The Fundamentalist Psyche

By The Daily Dish
Nov 11 2006, 11:10 AM ET

A reader writes:

In response to a reader, you say,

"The Republicans had become so enthralled by what they were against that they had forgotten what they were supposed to be for."

In a broader context, isn't this the crux of Fundamentalism? While the faithful can simply say, "This is what I believe," a Fundamentalist must say "This is what I believe, and what you believe is wrong." A Fundamentalist defines himself by what he is not.

This is also a good working definition of original sin. At the beginning of his Ethics, Dietrich Bonhoeffer wrote (I'm grossly paraphrasing here) that before the Fall, man was aware only of God, and had no awareness of himself apart from God, as one who looks straight into the sun cannot see anything but the sun.  The Fall came when man turned away from God and became aware of himself as something apart from God, as one who turns from the sun and sees his shadow is aware of himself only as an absence of light.

In the Old Testament, this is illustrated by Jonah, who (unsuccessfully) fled from God when commanded to go to Nineveh. In the New Testament, the parable of the pharisee and the publican makes the same point.

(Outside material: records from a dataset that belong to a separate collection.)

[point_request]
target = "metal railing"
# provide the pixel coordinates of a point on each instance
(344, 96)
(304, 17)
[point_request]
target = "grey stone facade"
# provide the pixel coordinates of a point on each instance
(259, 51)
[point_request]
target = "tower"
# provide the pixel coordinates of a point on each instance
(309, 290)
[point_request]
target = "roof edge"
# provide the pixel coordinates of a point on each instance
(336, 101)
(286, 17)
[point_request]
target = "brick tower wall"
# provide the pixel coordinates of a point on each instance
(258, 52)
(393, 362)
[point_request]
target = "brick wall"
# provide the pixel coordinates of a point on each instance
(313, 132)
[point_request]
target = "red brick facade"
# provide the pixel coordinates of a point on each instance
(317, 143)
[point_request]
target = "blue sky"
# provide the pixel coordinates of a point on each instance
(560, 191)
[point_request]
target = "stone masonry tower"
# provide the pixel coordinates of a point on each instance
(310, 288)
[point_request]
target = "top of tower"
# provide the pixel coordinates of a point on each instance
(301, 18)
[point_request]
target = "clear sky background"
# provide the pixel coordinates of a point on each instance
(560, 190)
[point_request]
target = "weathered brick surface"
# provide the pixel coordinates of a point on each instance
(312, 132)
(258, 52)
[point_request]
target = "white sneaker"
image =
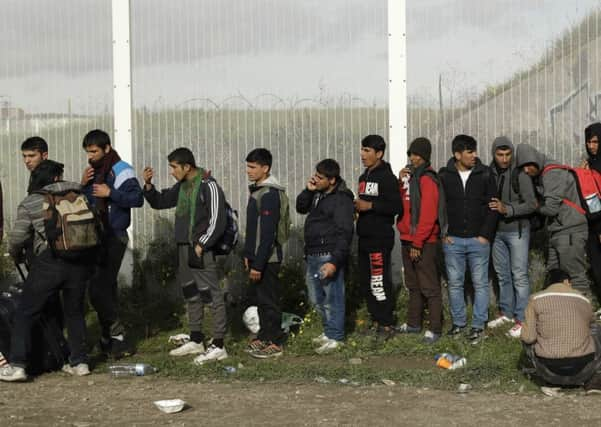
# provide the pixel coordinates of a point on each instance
(320, 340)
(188, 348)
(213, 353)
(79, 370)
(516, 331)
(499, 321)
(329, 346)
(12, 373)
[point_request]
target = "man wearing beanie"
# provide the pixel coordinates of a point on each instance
(378, 203)
(515, 202)
(592, 136)
(419, 230)
(468, 187)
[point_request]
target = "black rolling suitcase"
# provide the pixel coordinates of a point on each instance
(49, 349)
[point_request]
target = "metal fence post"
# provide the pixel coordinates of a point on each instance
(397, 107)
(122, 102)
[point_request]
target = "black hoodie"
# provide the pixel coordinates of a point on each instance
(329, 225)
(375, 226)
(467, 210)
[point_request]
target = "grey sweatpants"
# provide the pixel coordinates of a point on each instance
(567, 251)
(200, 287)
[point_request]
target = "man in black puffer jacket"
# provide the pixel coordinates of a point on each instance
(328, 235)
(378, 202)
(469, 186)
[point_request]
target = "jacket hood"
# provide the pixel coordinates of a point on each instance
(526, 154)
(271, 181)
(501, 141)
(342, 188)
(62, 186)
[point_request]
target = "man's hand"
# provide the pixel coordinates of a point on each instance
(88, 175)
(404, 172)
(498, 205)
(147, 175)
(254, 275)
(101, 190)
(328, 269)
(415, 254)
(363, 205)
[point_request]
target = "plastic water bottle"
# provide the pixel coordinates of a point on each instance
(131, 369)
(321, 276)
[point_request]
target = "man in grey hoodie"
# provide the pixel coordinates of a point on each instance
(567, 227)
(515, 202)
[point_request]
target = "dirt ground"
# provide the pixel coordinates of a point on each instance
(58, 400)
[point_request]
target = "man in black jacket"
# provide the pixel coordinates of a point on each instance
(263, 252)
(200, 221)
(469, 187)
(378, 203)
(328, 236)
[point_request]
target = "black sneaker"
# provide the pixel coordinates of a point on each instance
(593, 386)
(455, 331)
(475, 335)
(385, 332)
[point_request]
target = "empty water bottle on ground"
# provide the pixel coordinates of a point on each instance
(131, 369)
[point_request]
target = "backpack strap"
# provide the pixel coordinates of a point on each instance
(567, 202)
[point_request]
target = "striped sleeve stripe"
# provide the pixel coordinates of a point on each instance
(214, 212)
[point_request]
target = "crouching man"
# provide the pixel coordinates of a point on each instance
(328, 235)
(559, 340)
(49, 274)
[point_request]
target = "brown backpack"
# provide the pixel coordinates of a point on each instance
(72, 227)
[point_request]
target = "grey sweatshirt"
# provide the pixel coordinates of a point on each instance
(519, 206)
(556, 185)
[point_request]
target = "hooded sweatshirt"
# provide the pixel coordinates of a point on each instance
(556, 185)
(375, 226)
(260, 245)
(467, 209)
(428, 229)
(201, 199)
(329, 225)
(519, 206)
(594, 162)
(29, 223)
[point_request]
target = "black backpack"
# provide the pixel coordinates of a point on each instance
(231, 235)
(49, 349)
(537, 220)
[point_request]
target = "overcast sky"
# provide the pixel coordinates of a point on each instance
(59, 51)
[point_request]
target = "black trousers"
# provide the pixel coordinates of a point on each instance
(103, 285)
(593, 246)
(268, 293)
(49, 275)
(375, 278)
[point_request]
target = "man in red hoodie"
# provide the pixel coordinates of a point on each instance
(419, 233)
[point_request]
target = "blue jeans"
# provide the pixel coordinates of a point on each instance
(328, 298)
(476, 254)
(510, 259)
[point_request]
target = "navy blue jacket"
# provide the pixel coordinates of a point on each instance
(126, 193)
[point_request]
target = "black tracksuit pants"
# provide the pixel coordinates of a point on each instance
(104, 288)
(375, 277)
(268, 295)
(49, 275)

Seeing yourself only as what you are, rather than as what you are not, requires Christ-like humility. All who try will fail. The Fundamentalist embraces this failing and proclaims it as virtue. This is why Fundamentalist religion and Fundamentalist nationalism (jingoist patriotism) are such natural allies.

Christianity can and will survive the fundamentalist temptation. It ahs in the past; and it will in the future. It's just the recognition of a lost spiritual compass that is hard.